Bagliori di luce risplendono in cielo sopra Gaza ma, al contrario delle stelle cadenti, queste strisce non scompaiono oltre l’orizzonte. Case, edifici, persone diventano infatti gli obiettivi su cui i missili – che da settimane sono tornati ad animare gli scontri tra Israele e Gaza – si abbattono. È stato il destino di Ali Hassan Ghali – leader militare della Jihad palestinese – che prima dell’alba dell’11 maggio è stato colpito a morte dai droni di Tel Aviv. Si tratterebbe però solo di uno dei vertici del gruppo terrorista che sono stati uccisi. Nella notte tra lunedì e martedì, Israele aveva eliminato nel sonno anche Khalil Bahitini, Jahed Ahnam e Tarek Az Aldin, colpendoli nelle loro abitazioni, insieme a oltre 20 civili, tra cui diversi bambini. Decisioni che hanno provocato reazioni diverse. Se da un lato il Segretario dell’ONU António Guterres ha chiesto «la cooperazione per fermare subito le ostilità», dall’altro la Lega Araba non ha esitato a puntare il dito contro Israele, dichiarando piena solidarietà ai cittadini palestinesi. L’operazione, chiamata “Scudo e Freccia“, era arrivata in seguito all’attacco di Gaza. Nella scorsa settimana le autorità della Jihad palestinese avevano lanciato un centinaio di missili in territorio israeliano, come vendetta per la morte del loro capo Khader Anan, che dopo uno sciopero della fame durato 86 giorni era deceduto in un carcere dello Stato ebraico.

Tregua instabile – Rapidi susseguirsi di scontri che sembravano essersi conclusi in un periodo di tregua tra le due fazioni in conflitto. Tuttavia, 36 ore dopo i tentativi di Egitto, Qatar e Onu di raggiungere un accordo erano stati spazzati via da un nuovo attacco contro Israele. Pochi i feriti e nessun morto, questo grazie anche ai sistemi di difesa adottati da Tel Aviv tra cui il “vecchio” Iron Dome e la “nuova” Fionda di Davide, pensata per colpire i missili a medio e lungo raggio.

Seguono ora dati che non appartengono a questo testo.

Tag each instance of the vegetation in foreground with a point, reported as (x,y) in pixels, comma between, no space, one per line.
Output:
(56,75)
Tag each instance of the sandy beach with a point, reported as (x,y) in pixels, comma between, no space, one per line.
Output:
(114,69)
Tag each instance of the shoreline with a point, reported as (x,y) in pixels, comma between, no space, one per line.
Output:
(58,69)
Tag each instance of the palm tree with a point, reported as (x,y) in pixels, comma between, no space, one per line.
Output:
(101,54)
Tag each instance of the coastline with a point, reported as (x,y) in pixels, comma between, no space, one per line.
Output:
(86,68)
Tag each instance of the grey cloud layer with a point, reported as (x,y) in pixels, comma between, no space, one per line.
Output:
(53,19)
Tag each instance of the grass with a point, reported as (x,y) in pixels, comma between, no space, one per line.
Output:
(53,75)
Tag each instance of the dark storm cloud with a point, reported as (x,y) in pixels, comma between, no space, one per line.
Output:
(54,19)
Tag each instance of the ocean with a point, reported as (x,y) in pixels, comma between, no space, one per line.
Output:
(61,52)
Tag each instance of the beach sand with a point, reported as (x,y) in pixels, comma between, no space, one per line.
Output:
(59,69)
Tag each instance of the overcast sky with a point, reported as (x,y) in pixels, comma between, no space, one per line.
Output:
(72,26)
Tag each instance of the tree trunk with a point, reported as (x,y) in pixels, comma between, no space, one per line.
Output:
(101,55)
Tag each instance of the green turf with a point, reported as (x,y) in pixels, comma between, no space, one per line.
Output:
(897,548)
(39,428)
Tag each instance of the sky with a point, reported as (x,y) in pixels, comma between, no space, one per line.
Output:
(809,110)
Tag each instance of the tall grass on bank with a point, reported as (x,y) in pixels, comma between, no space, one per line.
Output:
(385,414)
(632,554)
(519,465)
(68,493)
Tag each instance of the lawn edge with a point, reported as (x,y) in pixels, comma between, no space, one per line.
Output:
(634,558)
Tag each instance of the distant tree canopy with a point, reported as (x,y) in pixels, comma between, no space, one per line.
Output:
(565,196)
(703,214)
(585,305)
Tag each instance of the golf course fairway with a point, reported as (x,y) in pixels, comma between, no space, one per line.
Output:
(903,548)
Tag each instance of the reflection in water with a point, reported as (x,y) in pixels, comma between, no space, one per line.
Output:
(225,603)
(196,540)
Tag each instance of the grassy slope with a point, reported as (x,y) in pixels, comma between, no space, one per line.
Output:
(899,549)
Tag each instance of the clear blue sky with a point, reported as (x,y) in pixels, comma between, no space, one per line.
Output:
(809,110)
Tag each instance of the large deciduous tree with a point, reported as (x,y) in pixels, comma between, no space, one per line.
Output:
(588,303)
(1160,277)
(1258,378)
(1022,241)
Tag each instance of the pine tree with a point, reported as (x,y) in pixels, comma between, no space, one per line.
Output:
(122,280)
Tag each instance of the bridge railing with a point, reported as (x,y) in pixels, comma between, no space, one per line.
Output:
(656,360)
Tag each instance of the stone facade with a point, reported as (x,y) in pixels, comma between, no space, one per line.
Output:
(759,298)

Il ruolo di Hamas – A sorprendere è l’assenza di Hamas – organizzazione paramilitare palestinese, definita come terrorista da USA, Unione Europea e Israele – che non avrebbe per ora preso parte agli attacchi contro lo Stato ebraico. «Abbiamo motivo di credere che Hamas non sia coinvolta nei lanci di razzi», ha affermato il portavoce militare israeliano Daniel Hagari. «Se le altre fazioni si uniranno risponderemo anche a loro». L’alleanza della Jihad con l’organizzazione potrebbe cambiare le sorti del conflitto. Senza il suo supporto, il movimento islamico palestinese sarebbe stato colpito troppo duramente e non avrebbe più le risorse sufficienti per poter continuare con gli attacchi. Tuttavia, la guida di Hamas invertirebbe la rotta intrapresa finora, portando – come suggerisce La Repubblica – a una replica dell’operazione “Spada di Gerusalemme” del maggio 2021, quando per 11 giorni le fazioni della Striscia di Gaza riunite avevano lanciato oltre quattromila razzi.